When prompts go from being a competitive advantage to a burden, Anthropic chose to delete 80%, further improving token efficiency.
Claude's "Blabber Tax": Every Extra Word, Extra Cost
Claude Code has way too much blabber.
This year, a plugin called Caveman quickly went viral, specifically addressing this issue. Its name literally means "caveman," implying speaking like a primitive human—no politeness, no extra grammar, no filler words, only the core meaning.
At first glance, it sounds like a joke. But once you understand it, you realize it addresses a very real problem in LLMs: too much blabber, too many tokens, unnecessary cost.
And its origin was specifically targeting Claude Code.
"I created Caveman in early April because I was using Claude Code heavily and noticed that a lot of my token spending was wasted on unnecessary text: pleasantries, vague phrasing, transitional phrases, and chatty expressions that aren't really important in the agent loop," said Julius Brussee, creator of Caveman.
Brussee's evaluation showed that Caveman reduces output tokens by 65% to 75% compared to default output, while still outperforming a simple "be concise" instruction. It mainly compresses surrounding language, without affecting code, commands, paths, URLs, function names, and other precise elements.
Reportedly, OpenAI's engineering director Shayne Sweeney also contributed code to the project to support Codex.
More interestingly, OpenAI has already applied this language pattern to the thinking stage.
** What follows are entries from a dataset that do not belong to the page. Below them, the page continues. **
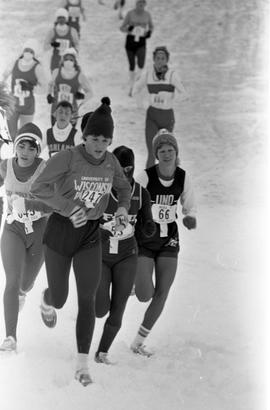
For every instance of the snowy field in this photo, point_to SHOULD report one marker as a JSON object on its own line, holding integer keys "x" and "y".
{"x": 210, "y": 342}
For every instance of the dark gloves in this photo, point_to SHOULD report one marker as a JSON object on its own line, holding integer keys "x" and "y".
{"x": 149, "y": 228}
{"x": 26, "y": 86}
{"x": 55, "y": 44}
{"x": 189, "y": 222}
{"x": 148, "y": 34}
{"x": 50, "y": 98}
{"x": 79, "y": 96}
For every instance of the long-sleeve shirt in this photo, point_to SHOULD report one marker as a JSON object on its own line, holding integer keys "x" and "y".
{"x": 17, "y": 181}
{"x": 161, "y": 91}
{"x": 72, "y": 178}
{"x": 187, "y": 197}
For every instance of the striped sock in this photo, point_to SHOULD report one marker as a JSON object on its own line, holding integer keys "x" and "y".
{"x": 141, "y": 335}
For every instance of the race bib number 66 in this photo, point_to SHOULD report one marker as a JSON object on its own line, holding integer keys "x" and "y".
{"x": 164, "y": 213}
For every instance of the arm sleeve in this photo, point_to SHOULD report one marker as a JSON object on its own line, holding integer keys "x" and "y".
{"x": 52, "y": 81}
{"x": 75, "y": 38}
{"x": 41, "y": 77}
{"x": 151, "y": 25}
{"x": 3, "y": 171}
{"x": 142, "y": 178}
{"x": 122, "y": 186}
{"x": 86, "y": 86}
{"x": 48, "y": 40}
{"x": 43, "y": 188}
{"x": 140, "y": 83}
{"x": 145, "y": 211}
{"x": 126, "y": 23}
{"x": 176, "y": 81}
{"x": 187, "y": 199}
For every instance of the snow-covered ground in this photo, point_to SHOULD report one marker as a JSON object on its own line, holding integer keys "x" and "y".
{"x": 210, "y": 342}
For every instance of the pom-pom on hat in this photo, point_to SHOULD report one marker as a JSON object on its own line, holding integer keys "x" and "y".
{"x": 70, "y": 51}
{"x": 34, "y": 45}
{"x": 85, "y": 118}
{"x": 61, "y": 13}
{"x": 161, "y": 49}
{"x": 101, "y": 121}
{"x": 29, "y": 132}
{"x": 164, "y": 137}
{"x": 124, "y": 155}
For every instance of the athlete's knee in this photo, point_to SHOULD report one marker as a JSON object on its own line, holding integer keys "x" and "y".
{"x": 115, "y": 321}
{"x": 161, "y": 295}
{"x": 101, "y": 311}
{"x": 12, "y": 284}
{"x": 143, "y": 295}
{"x": 58, "y": 304}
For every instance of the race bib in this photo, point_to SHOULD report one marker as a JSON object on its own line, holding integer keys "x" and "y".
{"x": 160, "y": 99}
{"x": 27, "y": 218}
{"x": 91, "y": 198}
{"x": 164, "y": 213}
{"x": 138, "y": 32}
{"x": 74, "y": 12}
{"x": 127, "y": 232}
{"x": 19, "y": 93}
{"x": 64, "y": 44}
{"x": 65, "y": 94}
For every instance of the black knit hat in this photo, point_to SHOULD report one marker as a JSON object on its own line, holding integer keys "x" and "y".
{"x": 85, "y": 118}
{"x": 29, "y": 132}
{"x": 124, "y": 155}
{"x": 101, "y": 121}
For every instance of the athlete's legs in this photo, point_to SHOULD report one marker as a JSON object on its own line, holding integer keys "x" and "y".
{"x": 13, "y": 258}
{"x": 103, "y": 300}
{"x": 122, "y": 282}
{"x": 57, "y": 269}
{"x": 165, "y": 269}
{"x": 144, "y": 286}
{"x": 13, "y": 124}
{"x": 1, "y": 209}
{"x": 87, "y": 265}
{"x": 131, "y": 59}
{"x": 34, "y": 257}
{"x": 151, "y": 129}
{"x": 141, "y": 53}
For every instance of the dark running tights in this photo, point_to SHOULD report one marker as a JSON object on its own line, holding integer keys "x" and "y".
{"x": 120, "y": 278}
{"x": 138, "y": 53}
{"x": 87, "y": 270}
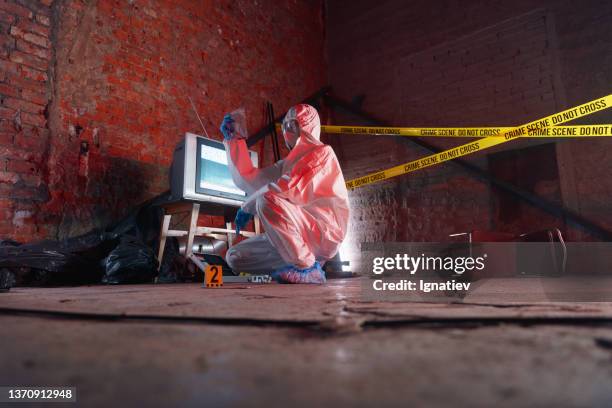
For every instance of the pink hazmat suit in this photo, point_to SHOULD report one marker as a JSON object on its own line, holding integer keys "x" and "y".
{"x": 301, "y": 200}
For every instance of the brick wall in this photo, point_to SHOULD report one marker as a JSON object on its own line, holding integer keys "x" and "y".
{"x": 113, "y": 79}
{"x": 467, "y": 64}
{"x": 25, "y": 61}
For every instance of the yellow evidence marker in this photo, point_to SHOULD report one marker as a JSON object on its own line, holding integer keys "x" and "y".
{"x": 213, "y": 276}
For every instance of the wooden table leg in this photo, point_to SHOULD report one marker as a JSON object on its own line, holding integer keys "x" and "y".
{"x": 257, "y": 225}
{"x": 193, "y": 225}
{"x": 230, "y": 236}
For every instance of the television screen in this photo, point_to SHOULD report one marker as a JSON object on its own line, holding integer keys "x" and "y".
{"x": 213, "y": 174}
{"x": 200, "y": 172}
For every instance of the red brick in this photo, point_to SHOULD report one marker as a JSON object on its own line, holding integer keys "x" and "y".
{"x": 33, "y": 27}
{"x": 21, "y": 166}
{"x": 44, "y": 20}
{"x": 9, "y": 90}
{"x": 6, "y": 17}
{"x": 32, "y": 74}
{"x": 39, "y": 40}
{"x": 6, "y": 138}
{"x": 25, "y": 106}
{"x": 33, "y": 119}
{"x": 33, "y": 49}
{"x": 34, "y": 97}
{"x": 29, "y": 60}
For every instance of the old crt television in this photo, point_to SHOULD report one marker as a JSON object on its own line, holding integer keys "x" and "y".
{"x": 199, "y": 172}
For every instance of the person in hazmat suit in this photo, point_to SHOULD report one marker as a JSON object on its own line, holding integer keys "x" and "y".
{"x": 301, "y": 201}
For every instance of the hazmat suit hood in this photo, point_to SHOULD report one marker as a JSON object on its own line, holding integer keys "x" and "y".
{"x": 301, "y": 120}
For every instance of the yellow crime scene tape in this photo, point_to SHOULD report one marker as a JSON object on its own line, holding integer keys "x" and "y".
{"x": 555, "y": 131}
{"x": 504, "y": 136}
{"x": 549, "y": 132}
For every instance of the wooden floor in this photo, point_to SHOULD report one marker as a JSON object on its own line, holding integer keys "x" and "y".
{"x": 331, "y": 344}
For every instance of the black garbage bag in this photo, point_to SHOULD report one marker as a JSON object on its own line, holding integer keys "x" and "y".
{"x": 130, "y": 262}
{"x": 50, "y": 263}
{"x": 121, "y": 253}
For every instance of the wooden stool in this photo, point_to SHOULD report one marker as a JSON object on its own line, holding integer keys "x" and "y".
{"x": 193, "y": 208}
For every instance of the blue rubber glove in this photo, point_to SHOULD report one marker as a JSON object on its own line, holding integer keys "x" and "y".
{"x": 242, "y": 219}
{"x": 227, "y": 127}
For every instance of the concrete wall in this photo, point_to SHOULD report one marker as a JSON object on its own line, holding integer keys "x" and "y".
{"x": 481, "y": 63}
{"x": 101, "y": 90}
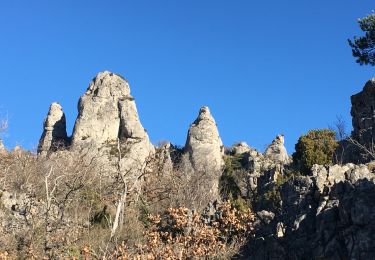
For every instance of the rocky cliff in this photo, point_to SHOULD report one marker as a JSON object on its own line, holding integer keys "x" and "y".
{"x": 327, "y": 214}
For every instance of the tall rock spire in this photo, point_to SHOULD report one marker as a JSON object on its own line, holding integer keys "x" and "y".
{"x": 54, "y": 135}
{"x": 204, "y": 149}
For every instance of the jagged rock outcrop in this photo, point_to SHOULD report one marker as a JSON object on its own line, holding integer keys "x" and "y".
{"x": 54, "y": 135}
{"x": 203, "y": 153}
{"x": 2, "y": 147}
{"x": 240, "y": 148}
{"x": 204, "y": 149}
{"x": 359, "y": 148}
{"x": 107, "y": 112}
{"x": 363, "y": 114}
{"x": 328, "y": 215}
{"x": 107, "y": 128}
{"x": 276, "y": 151}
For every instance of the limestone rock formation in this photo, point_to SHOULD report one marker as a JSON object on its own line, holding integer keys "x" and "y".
{"x": 359, "y": 148}
{"x": 108, "y": 122}
{"x": 54, "y": 135}
{"x": 204, "y": 149}
{"x": 363, "y": 113}
{"x": 107, "y": 128}
{"x": 328, "y": 215}
{"x": 276, "y": 151}
{"x": 2, "y": 147}
{"x": 202, "y": 160}
{"x": 99, "y": 110}
{"x": 240, "y": 148}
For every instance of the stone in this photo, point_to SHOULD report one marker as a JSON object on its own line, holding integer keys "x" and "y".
{"x": 363, "y": 113}
{"x": 276, "y": 151}
{"x": 204, "y": 149}
{"x": 98, "y": 120}
{"x": 240, "y": 148}
{"x": 202, "y": 159}
{"x": 2, "y": 147}
{"x": 108, "y": 124}
{"x": 54, "y": 135}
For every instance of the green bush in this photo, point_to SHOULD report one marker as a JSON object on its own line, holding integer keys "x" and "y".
{"x": 316, "y": 147}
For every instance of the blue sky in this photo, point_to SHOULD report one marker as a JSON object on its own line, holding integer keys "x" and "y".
{"x": 263, "y": 67}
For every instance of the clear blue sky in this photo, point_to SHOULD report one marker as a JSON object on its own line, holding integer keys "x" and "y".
{"x": 263, "y": 67}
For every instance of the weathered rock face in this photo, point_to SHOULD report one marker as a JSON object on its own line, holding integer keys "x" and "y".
{"x": 54, "y": 135}
{"x": 363, "y": 113}
{"x": 2, "y": 147}
{"x": 329, "y": 215}
{"x": 203, "y": 154}
{"x": 240, "y": 148}
{"x": 99, "y": 112}
{"x": 107, "y": 128}
{"x": 204, "y": 149}
{"x": 108, "y": 121}
{"x": 276, "y": 151}
{"x": 363, "y": 120}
Some leaked reasoning traces (not the reasoning summary shown externally) gave the outside a glimpse. The content doesn't look like normal English; it's more like compressed engineering shorthand:
These sentences look funny, even messy, but their focus is not readability—it's token efficiency. When a model reasons internally, it doesn't need to be polite, complete, and fluent like when talking to a user. It only needs to keep the actions, objects, judgments, and next steps. In other words, as long as the final answer is normal, the model can internally use a shorter, more crude, more token-efficient language to think, aggressively pursuing token efficiency.
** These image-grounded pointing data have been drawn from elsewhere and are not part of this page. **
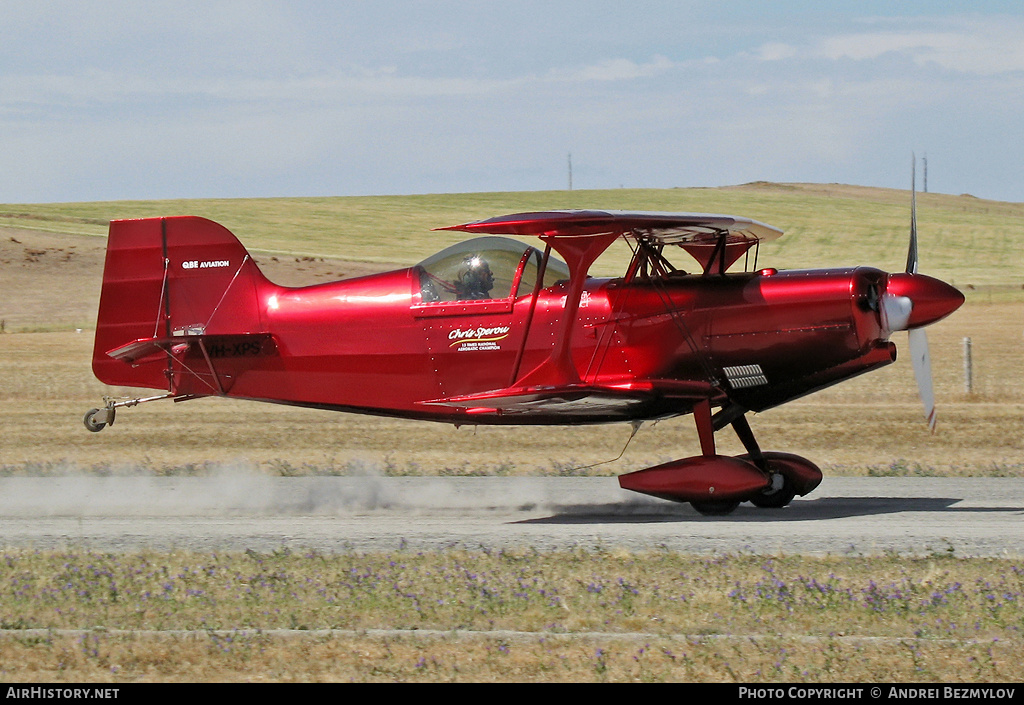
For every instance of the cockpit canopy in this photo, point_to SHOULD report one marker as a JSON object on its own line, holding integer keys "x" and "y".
{"x": 484, "y": 268}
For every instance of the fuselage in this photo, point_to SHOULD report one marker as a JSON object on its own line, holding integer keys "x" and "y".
{"x": 373, "y": 344}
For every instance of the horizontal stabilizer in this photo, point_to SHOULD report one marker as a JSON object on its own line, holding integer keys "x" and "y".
{"x": 595, "y": 399}
{"x": 214, "y": 346}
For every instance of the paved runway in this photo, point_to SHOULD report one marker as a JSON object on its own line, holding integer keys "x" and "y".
{"x": 846, "y": 515}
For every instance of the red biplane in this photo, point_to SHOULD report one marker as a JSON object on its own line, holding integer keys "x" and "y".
{"x": 495, "y": 331}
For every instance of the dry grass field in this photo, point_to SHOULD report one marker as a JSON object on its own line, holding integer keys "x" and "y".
{"x": 738, "y": 624}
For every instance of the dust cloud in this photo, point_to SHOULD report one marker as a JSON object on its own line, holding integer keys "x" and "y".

This is even more useful than when writing prompts. Compressing reasoning tokens yields greater benefits because agents execute multiple steps; the previous step's thinking becomes the input for the next step. Every time the model "thinks" less, it not only saves the immediate tokens but also the repeated overhead along the entire execution chain.
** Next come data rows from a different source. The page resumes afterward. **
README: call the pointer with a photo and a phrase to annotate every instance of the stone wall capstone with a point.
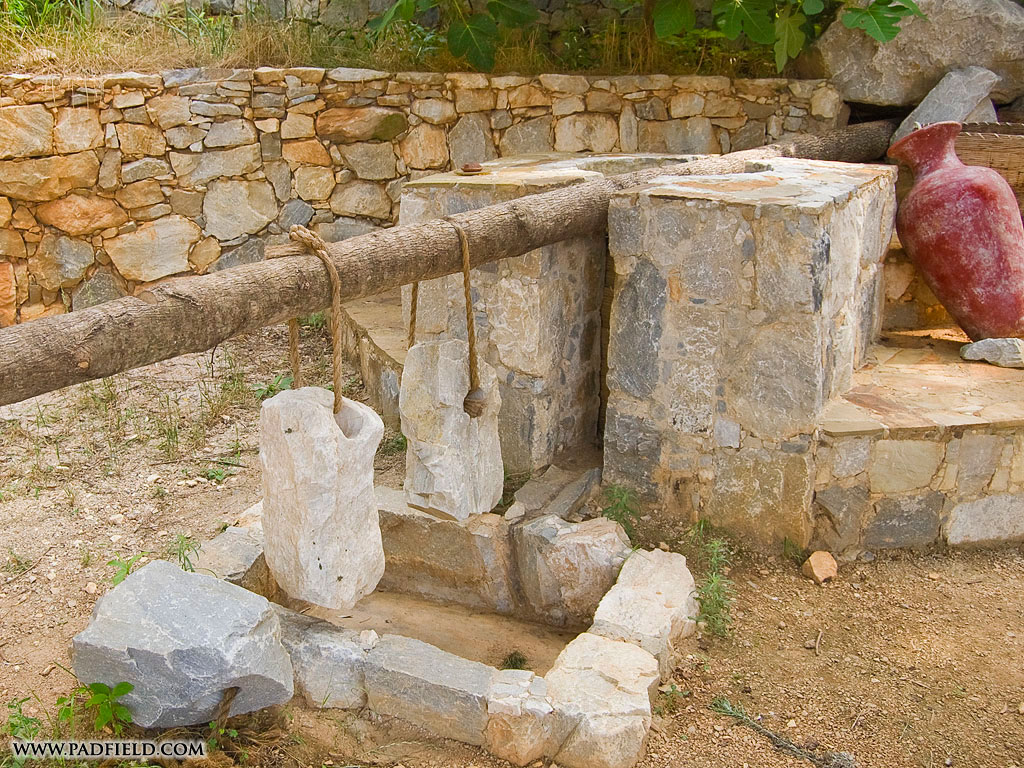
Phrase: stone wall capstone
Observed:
(110, 183)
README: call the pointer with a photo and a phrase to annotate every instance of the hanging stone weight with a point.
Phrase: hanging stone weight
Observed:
(474, 402)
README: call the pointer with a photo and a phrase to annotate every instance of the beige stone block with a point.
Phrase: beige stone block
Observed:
(898, 466)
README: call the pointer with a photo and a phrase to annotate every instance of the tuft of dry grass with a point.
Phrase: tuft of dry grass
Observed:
(110, 41)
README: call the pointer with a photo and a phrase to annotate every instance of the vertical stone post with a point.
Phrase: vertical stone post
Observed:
(742, 303)
(322, 530)
(453, 463)
(538, 315)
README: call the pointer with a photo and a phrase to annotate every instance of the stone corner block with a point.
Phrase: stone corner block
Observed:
(652, 605)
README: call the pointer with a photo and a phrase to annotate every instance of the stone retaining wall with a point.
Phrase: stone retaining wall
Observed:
(110, 183)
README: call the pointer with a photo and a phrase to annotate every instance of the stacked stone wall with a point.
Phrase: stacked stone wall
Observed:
(111, 183)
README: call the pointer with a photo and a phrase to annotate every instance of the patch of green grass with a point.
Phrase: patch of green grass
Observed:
(515, 659)
(19, 726)
(621, 506)
(393, 445)
(15, 563)
(269, 389)
(182, 550)
(715, 592)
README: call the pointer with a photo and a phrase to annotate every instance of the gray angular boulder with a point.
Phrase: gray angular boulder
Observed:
(182, 640)
(955, 34)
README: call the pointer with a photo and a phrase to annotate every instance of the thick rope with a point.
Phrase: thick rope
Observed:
(474, 373)
(415, 300)
(293, 352)
(316, 245)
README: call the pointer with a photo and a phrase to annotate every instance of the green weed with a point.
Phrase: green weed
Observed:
(621, 506)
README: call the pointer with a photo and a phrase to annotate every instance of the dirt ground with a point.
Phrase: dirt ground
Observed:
(912, 659)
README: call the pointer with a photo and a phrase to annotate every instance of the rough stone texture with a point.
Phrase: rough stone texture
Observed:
(954, 34)
(80, 214)
(652, 605)
(236, 208)
(317, 480)
(60, 261)
(955, 97)
(1003, 352)
(732, 324)
(466, 562)
(522, 725)
(424, 685)
(904, 521)
(329, 662)
(156, 249)
(994, 519)
(26, 131)
(565, 568)
(557, 492)
(183, 639)
(454, 463)
(306, 132)
(48, 178)
(604, 687)
(543, 340)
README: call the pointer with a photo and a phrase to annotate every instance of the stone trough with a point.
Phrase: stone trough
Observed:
(591, 708)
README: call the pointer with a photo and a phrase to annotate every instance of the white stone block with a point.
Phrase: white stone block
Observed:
(454, 463)
(652, 605)
(323, 539)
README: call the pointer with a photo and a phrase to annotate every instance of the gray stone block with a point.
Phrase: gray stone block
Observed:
(329, 662)
(429, 687)
(904, 521)
(182, 640)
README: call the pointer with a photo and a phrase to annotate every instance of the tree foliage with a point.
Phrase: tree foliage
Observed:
(786, 26)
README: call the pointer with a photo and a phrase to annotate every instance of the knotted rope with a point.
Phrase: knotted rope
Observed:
(475, 398)
(316, 245)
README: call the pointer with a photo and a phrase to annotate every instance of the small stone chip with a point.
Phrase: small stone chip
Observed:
(820, 566)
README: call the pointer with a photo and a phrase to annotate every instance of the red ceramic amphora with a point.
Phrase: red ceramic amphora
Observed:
(962, 226)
This is precisely a clear difference between OpenAI and Claude's paths.
Claude has always been more conversational, more like an assistant that thinks and expresses in full language. Just looking at its much longer reasoning traces, you can guess it might be using normal English. Its outputs and reasoning tend to be longer, so it relies more on large context windows to accommodate this content.
That's why Claude uses a context window of 1 million tokens by default. Many think it's to accommodate a larger codebase, but the reason is simpler: Claude generates things that are too long; without such a large window, it can't fit them. They also perform poorly with compaction. When you restore an old thread, Claude suggests not keeping full context but trying a compact version instead. They don't keep reasoning traces—in fact, they clear these after 10 to 20 minutes because reasoning tokens are too inefficient to retain; otherwise, the cost would become absurdly unacceptable.
In contrast, OpenAI's token context window is about 200k or fewer, but because they compressed them from the start with this terse language, they manage.
A detail worth savoring: if Anthropic fixes the "too much blabber" problem, their revenue would drop significantly. If developers can accomplish the same work with a model but generate fewer tokens, that's money Anthropic won't earn.